E' dunque questo il Realismo Magico di Giovanni Cesca per cui ogni
immagine, in apparenza fedele istantanea della realtà, custodisce
gelosamente al suo interno un significato più profondo, un segreto
messaggio di cui si percepisce l'urgente necessità di essere scoperto e
decifrato?
Io credo di sì: perché dietro la perfezione formale, oltre la sapienza
tecnica, al di là dell'armonia compositiva, queste opere parlano,
palesando, con la voce del colore e il linguaggio della linea, il filo
invisibile che unisce soggetti in apparenza distanti.

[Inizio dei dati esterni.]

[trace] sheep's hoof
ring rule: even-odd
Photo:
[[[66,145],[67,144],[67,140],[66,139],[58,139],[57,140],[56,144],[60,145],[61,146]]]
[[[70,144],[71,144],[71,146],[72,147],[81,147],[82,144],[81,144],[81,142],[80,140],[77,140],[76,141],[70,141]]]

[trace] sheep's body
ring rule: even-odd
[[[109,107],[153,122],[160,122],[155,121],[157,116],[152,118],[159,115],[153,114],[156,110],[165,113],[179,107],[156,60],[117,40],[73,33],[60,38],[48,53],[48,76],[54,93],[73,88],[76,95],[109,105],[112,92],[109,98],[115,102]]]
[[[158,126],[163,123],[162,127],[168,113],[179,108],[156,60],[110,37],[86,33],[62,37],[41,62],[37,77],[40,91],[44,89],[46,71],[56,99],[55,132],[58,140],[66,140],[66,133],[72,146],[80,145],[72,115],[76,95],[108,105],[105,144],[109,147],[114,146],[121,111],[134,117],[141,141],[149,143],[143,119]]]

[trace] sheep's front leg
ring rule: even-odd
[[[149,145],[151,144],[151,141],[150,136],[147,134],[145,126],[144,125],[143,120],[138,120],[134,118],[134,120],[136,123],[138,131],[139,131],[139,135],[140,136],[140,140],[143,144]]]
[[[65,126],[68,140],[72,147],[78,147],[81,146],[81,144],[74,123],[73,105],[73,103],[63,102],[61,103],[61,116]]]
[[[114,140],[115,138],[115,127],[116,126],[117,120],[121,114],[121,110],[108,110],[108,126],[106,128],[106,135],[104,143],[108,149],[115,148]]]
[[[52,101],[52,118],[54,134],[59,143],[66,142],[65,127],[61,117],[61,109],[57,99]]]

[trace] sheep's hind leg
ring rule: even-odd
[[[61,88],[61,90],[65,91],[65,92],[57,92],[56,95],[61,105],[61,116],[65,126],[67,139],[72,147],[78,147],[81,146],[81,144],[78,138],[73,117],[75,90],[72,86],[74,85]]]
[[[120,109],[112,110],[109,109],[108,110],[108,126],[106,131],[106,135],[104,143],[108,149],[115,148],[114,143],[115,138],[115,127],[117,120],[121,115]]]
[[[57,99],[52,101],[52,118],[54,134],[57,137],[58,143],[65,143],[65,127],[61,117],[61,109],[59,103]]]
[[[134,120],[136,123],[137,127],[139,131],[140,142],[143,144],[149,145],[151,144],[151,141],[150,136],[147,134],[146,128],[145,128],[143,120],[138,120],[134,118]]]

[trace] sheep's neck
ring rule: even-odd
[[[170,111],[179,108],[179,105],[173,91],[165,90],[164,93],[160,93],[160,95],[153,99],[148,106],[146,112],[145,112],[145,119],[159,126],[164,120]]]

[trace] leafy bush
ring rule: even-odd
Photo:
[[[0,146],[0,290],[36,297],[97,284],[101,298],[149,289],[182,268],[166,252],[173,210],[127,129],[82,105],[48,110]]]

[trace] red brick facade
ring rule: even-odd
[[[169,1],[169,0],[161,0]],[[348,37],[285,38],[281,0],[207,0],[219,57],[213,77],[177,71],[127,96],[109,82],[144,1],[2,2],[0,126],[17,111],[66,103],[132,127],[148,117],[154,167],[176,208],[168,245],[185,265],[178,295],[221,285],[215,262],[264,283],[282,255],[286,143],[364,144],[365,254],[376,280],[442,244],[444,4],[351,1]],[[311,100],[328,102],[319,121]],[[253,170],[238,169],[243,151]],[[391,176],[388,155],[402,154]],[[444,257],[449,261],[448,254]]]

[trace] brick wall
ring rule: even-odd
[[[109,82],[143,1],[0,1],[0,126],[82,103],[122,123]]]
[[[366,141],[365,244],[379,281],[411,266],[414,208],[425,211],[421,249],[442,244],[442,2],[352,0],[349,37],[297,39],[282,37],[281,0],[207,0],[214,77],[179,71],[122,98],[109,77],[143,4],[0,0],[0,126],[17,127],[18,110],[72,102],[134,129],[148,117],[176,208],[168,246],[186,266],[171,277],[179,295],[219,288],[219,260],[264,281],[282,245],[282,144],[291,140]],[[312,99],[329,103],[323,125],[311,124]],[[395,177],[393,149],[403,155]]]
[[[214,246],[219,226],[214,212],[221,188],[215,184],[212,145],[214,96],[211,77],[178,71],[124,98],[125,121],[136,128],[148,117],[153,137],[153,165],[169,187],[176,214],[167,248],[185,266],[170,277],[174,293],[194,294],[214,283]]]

Da qui la scelta dell'artista di accostare la realtà fortemente
antropizzata di "…in cilium lagunae" a una natura quasi "ai suoi
primordi" dove gli archetipici elementi di luce, acqua, terra e aria si
fondono insieme a costituire la visione di una realtà ancora intatta,
quella di "Barene in laguna", senza traccia alcuna dell'ingombrante
presenza umana.
Eppure, superata l'analogia cromatica che avvicina le lattiginose
distese lagunari alla nitida geometria con cui regolari lingue di terra
delimitano l'omogeneo azzurro digradare delle piatte acque di
decantazione, si intuisce un legame più profondo fra questi due piccoli
olii dalle uguali dimensioni: "Barene in laguna" e "…in cilium
lagunae", pur non rappresentando lo stesso luogo, divengono
rispettivamente il prima e il dopo di un territorio il cui originario
aspetto, ancora visibile nelle salmastre superfici lagunari, è andato
perduto nei massicci interventi di un intero secolo di bonifiche a cui
non si è potuto sottrarre nemmeno l'antico borgo ciliense (dal latino
"cilium", "margine"), un tempo confine ultimo fra terraferma e laguna.
Cosicché riscopriamo nello stanco zuccherificio che ancora sorveglia
questi luoghi familiari, nell'abbandonata, ma ancora maestosa
architettura del Donegal, nei melodici sussurri con cui le cangianti
acque del Piavon bisbigliano la storia di una terra che ha saputo
rinnovarsi, pur conservando la propria identità, la magia di una
sconosciuta quotidianità.
E' il passato a rivivere nella contingente realtà del nostro presente,
attraverso le profonde radici che ci legano a questi immensi spazi:
reali e immaginari.
E il percepirli è un tuffo al cuore.